AI Should Sense Better, Not Just Scale Bigger: Adaptive Sensing as a Paradigm Shift¶

Conference: NeurIPS 2025 arXiv: 2507.07820 Code: None (Position Paper) Area: Perception Systems / Embodied AI Keywords: Adaptive Sensing, Paradigm Shift, Sensor Optimization, Closed-Loop Perception, Embodied AI

TL;DR¶

Inspired by biological sensory systems, this position paper argues that AI research must shift from simply scaling models to optimizing inputs—by dynamically adjusting sensor-level parameters (exposure, gain, multimodal configuration, etc.) to produce inputs most favorable to the model. Under ideal sensor adaptation, a small model (EfficientNet-B0, 5M parameters) can outperform a large model (OpenCLIP-H, 632M parameters), and the paper proposes a progressive formalization framework ranging from single-shot perception to closed-loop perception–action coupling.

Background & Motivation¶

Current AI progress relies primarily on scaling model size and training datasets, but this trajectory faces fundamental sustainability challenges:

Environmental Cost: Training GPT-3 alone consumed approximately 1.287 GWh of electricity and emitted roughly 552 tonnes of CO₂—equivalent to driving a car over one million kilometers. As models continue to grow, environmental costs scale exponentially.
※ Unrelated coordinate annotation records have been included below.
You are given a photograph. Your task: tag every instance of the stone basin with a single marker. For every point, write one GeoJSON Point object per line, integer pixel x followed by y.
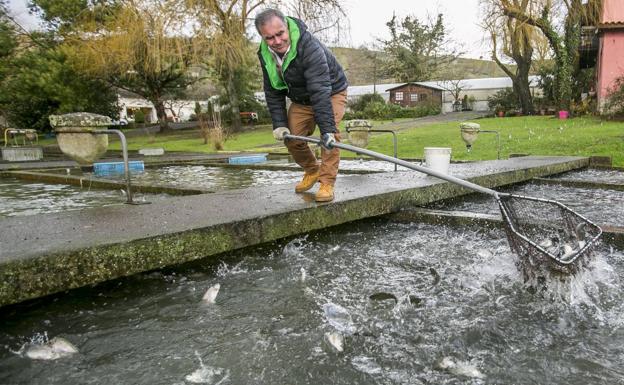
{"type": "Point", "coordinates": [84, 149]}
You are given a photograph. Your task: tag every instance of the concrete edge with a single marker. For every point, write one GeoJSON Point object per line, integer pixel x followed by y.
{"type": "Point", "coordinates": [47, 273]}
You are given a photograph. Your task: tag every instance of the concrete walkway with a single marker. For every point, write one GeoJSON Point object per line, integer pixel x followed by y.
{"type": "Point", "coordinates": [48, 253]}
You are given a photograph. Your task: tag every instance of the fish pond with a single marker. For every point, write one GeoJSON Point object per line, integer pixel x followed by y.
{"type": "Point", "coordinates": [411, 304]}
{"type": "Point", "coordinates": [18, 197]}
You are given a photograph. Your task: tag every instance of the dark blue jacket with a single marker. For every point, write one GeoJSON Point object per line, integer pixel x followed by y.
{"type": "Point", "coordinates": [311, 78]}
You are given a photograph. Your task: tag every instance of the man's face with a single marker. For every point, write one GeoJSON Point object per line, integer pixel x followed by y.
{"type": "Point", "coordinates": [275, 33]}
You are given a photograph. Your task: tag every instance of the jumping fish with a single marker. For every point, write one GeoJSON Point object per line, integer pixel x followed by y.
{"type": "Point", "coordinates": [211, 294]}
{"type": "Point", "coordinates": [381, 296]}
{"type": "Point", "coordinates": [56, 348]}
{"type": "Point", "coordinates": [335, 340]}
{"type": "Point", "coordinates": [435, 275]}
{"type": "Point", "coordinates": [459, 368]}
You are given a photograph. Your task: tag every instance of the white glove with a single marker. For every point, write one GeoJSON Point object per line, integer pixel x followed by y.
{"type": "Point", "coordinates": [279, 133]}
{"type": "Point", "coordinates": [328, 140]}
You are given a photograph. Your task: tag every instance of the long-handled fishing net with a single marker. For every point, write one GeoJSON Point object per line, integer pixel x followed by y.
{"type": "Point", "coordinates": [545, 234]}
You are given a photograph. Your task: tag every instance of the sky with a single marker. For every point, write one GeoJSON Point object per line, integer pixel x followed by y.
{"type": "Point", "coordinates": [368, 18]}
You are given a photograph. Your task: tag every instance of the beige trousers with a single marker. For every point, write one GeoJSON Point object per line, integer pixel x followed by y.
{"type": "Point", "coordinates": [301, 122]}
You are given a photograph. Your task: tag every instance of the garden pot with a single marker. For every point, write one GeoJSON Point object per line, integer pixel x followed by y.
{"type": "Point", "coordinates": [77, 144]}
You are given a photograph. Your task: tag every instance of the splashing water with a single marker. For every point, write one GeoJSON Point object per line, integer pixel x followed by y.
{"type": "Point", "coordinates": [458, 295]}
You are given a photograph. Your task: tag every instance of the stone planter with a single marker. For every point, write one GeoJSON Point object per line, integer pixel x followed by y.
{"type": "Point", "coordinates": [84, 149]}
{"type": "Point", "coordinates": [360, 132]}
{"type": "Point", "coordinates": [469, 132]}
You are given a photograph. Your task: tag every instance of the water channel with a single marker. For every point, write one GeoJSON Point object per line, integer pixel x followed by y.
{"type": "Point", "coordinates": [426, 305]}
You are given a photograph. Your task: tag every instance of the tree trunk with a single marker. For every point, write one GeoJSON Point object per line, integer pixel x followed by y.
{"type": "Point", "coordinates": [234, 102]}
{"type": "Point", "coordinates": [162, 116]}
{"type": "Point", "coordinates": [523, 87]}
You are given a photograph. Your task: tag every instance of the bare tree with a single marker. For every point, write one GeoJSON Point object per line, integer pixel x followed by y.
{"type": "Point", "coordinates": [563, 34]}
{"type": "Point", "coordinates": [516, 41]}
{"type": "Point", "coordinates": [326, 19]}
{"type": "Point", "coordinates": [140, 47]}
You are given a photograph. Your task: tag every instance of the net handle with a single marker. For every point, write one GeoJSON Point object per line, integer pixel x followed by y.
{"type": "Point", "coordinates": [400, 162]}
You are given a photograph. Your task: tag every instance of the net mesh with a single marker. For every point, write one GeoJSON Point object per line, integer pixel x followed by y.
{"type": "Point", "coordinates": [547, 235]}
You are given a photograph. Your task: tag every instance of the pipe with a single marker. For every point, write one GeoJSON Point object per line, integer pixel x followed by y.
{"type": "Point", "coordinates": [403, 163]}
{"type": "Point", "coordinates": [394, 140]}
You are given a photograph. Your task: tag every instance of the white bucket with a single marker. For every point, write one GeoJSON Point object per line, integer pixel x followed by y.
{"type": "Point", "coordinates": [438, 158]}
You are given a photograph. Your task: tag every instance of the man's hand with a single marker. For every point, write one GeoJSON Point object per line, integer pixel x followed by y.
{"type": "Point", "coordinates": [328, 140]}
{"type": "Point", "coordinates": [279, 133]}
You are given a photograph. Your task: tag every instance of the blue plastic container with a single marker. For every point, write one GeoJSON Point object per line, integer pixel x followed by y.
{"type": "Point", "coordinates": [113, 168]}
{"type": "Point", "coordinates": [247, 159]}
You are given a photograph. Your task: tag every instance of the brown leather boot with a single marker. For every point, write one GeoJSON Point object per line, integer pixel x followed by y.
{"type": "Point", "coordinates": [309, 179]}
{"type": "Point", "coordinates": [325, 193]}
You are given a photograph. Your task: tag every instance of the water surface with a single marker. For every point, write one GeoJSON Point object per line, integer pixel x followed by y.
{"type": "Point", "coordinates": [459, 299]}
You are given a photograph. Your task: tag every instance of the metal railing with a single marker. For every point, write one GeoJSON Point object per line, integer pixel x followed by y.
{"type": "Point", "coordinates": [124, 151]}
{"type": "Point", "coordinates": [394, 139]}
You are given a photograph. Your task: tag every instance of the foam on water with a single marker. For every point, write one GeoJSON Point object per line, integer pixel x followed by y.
{"type": "Point", "coordinates": [458, 296]}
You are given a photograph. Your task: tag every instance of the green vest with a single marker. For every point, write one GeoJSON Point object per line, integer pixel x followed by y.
{"type": "Point", "coordinates": [277, 81]}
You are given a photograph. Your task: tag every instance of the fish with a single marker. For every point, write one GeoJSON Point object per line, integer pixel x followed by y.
{"type": "Point", "coordinates": [335, 340]}
{"type": "Point", "coordinates": [381, 296]}
{"type": "Point", "coordinates": [211, 294]}
{"type": "Point", "coordinates": [415, 301]}
{"type": "Point", "coordinates": [567, 252]}
{"type": "Point", "coordinates": [436, 276]}
{"type": "Point", "coordinates": [54, 349]}
{"type": "Point", "coordinates": [459, 368]}
{"type": "Point", "coordinates": [545, 244]}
Equity Concerns: Only well-funded institutions can train and deploy frontier models, concentrating innovation opportunities among a small number of elite organizations and widening the global digital divide.

Generalization Failures: Models trained on large static datasets frequently fail under real-world covariate shifts such as sensor variation, lighting changes, and weather conditions. Existing robustness benchmarks inadequately capture this complexity.

Biological Systems Offer an Alternative: The human sensory system performs extensive adaptive adjustments before and during neural processing. The pupil adjusts from 2–8 mm in diameter within 200 ms (a 16× gain change in light); saccades redirect gaze within 3–5 ms; dark adaptation restores sensitivity; and ciliary muscles accommodate focus from 10 cm to infinity. These represent solutions to perceptual problems at the sensor level, rather than enlarging the brain. By contrast, artificial sensors remain almost entirely static—cameras use fixed or coarsely stepped apertures, fixed quantum efficiency, and fixed color filter arrays, while microphones have only half the dynamic range of the human ear.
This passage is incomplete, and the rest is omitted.